Control the number of subprocesses using to call external commands in python


I understand using subprocess is the preferred way of calling external command.

But what if I want to run several commands in parall, but limit the number of processes being spawned? What bothers me is that I can't block the subprocesses. For example, if I call

subprocess.Popen(cmd, stderr=outputfile, stdout=outputfile)

Then the process will continue, without waiting for cmd to finish. Therefore, I can't wrap it up in a worker of multiprocessing library.

For example, if I do:

def worker(cmd): 
    subprocess.Popen(cmd, stderr=outputfile, stdout=outputfile);

pool = Pool( processes = 10 );
results =[pool.apply_async(worker, [cmd]) for cmd in cmd_list];
ans = [res.get() for res in results];

then each worker will finish and return after spawning a subprocess. So I can't really limit the number of processes generated by subprocess by using Pool.

What's the proper way of limiting the number of subprocesses?


Solution

  • You can use subprocess.call if you want to wait for the command to complete. See pydoc subprocess for more information.
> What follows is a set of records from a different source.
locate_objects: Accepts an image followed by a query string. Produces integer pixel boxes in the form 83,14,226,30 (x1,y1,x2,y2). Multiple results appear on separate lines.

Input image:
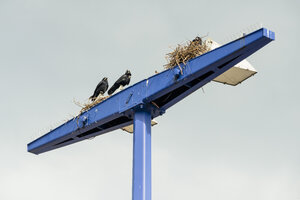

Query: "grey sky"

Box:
0,0,300,200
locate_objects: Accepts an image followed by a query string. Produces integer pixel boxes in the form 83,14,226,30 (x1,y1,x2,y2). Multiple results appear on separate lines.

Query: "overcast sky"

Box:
0,0,300,200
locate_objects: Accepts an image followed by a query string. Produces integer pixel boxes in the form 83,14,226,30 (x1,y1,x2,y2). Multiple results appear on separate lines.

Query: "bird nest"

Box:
164,37,210,70
73,96,110,116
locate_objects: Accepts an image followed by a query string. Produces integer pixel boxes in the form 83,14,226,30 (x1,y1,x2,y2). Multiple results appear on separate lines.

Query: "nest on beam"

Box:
164,37,210,73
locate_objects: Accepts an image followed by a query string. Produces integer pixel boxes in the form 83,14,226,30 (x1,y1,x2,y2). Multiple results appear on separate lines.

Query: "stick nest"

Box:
164,37,210,69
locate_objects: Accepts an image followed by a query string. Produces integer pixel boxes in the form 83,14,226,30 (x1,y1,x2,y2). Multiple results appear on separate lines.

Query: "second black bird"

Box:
107,70,131,95
90,77,108,101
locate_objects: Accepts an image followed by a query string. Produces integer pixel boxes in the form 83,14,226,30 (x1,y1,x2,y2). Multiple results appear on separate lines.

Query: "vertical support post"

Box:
132,109,151,200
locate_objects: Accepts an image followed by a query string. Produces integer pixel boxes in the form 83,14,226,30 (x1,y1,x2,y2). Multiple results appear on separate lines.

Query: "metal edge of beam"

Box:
27,28,275,154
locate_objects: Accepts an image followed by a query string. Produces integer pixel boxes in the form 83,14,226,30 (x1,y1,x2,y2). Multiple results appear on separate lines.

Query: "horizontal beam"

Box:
27,28,275,154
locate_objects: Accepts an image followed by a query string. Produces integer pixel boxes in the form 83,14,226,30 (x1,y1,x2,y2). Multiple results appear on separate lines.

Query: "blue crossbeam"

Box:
27,28,275,154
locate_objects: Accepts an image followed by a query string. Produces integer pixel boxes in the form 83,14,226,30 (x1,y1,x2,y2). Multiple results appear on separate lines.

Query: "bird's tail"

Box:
107,84,118,95
89,95,96,101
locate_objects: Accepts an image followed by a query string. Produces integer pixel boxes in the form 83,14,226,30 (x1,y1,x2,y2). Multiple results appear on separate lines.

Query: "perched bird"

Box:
108,70,131,95
90,77,108,101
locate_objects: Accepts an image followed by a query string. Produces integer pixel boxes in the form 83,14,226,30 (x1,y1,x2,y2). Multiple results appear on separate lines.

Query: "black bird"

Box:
108,70,131,95
90,77,108,101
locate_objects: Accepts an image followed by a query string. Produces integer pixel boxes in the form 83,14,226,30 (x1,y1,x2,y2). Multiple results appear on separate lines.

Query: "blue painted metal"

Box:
27,28,275,154
132,105,151,200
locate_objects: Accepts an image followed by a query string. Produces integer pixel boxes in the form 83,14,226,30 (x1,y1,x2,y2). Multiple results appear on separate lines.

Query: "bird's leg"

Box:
96,92,104,99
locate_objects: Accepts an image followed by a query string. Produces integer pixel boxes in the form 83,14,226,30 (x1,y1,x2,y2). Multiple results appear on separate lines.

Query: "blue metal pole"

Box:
132,106,151,200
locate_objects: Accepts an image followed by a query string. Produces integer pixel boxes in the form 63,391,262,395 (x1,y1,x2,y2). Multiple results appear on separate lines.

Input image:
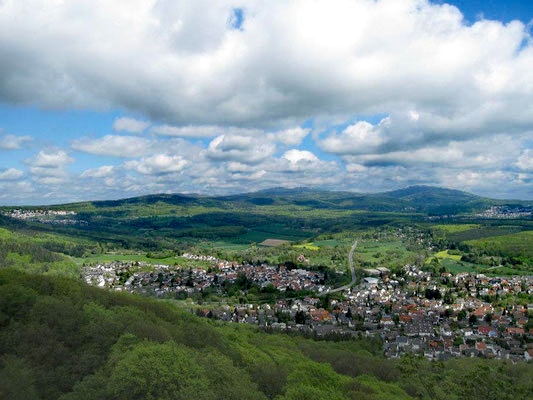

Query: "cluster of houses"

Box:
84,254,327,297
85,255,533,361
2,208,81,225
476,206,533,218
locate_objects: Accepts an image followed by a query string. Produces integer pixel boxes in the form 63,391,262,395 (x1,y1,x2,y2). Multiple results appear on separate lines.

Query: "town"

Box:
84,254,533,361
    You could also call the Popen.wait method in your worker:

    def worker(cmd): 
        p = subprocess.Popen(cmd, stderr=outputfile, stdout=outputfile);
        p.wait()
    

    Because there seems to be some confusion about this answer, here's a complete example:

    import concurrent.futures
    import multiprocessing
    import random
    import subprocess
    
    
    def worker(workerid):
        print(f"start {workerid}")
        p = subprocess.Popen(["sleep", f"{random.randint(1,30)}"])
        p.wait()
        print(f"stop {workerid}")
        return workerid
    
    
    def main():
        tasks = []
        with concurrent.futures.ThreadPoolExecutor(max_workers=20) as pool:
            for i in range(20):
                tasks.append(pool.submit(worker, i))
    
            print("waiting for tasks...", flush=True)
            for task in concurrent.futures.as_completed(tasks):
                print(f"completed {task.result()}", flush=True)
            print("done.")
    
    
    if __name__ == "__main__":
        main()
    

    If you run the above code, you will see that all of the worker processes start in parallel and that we are able to gather values as they are completed.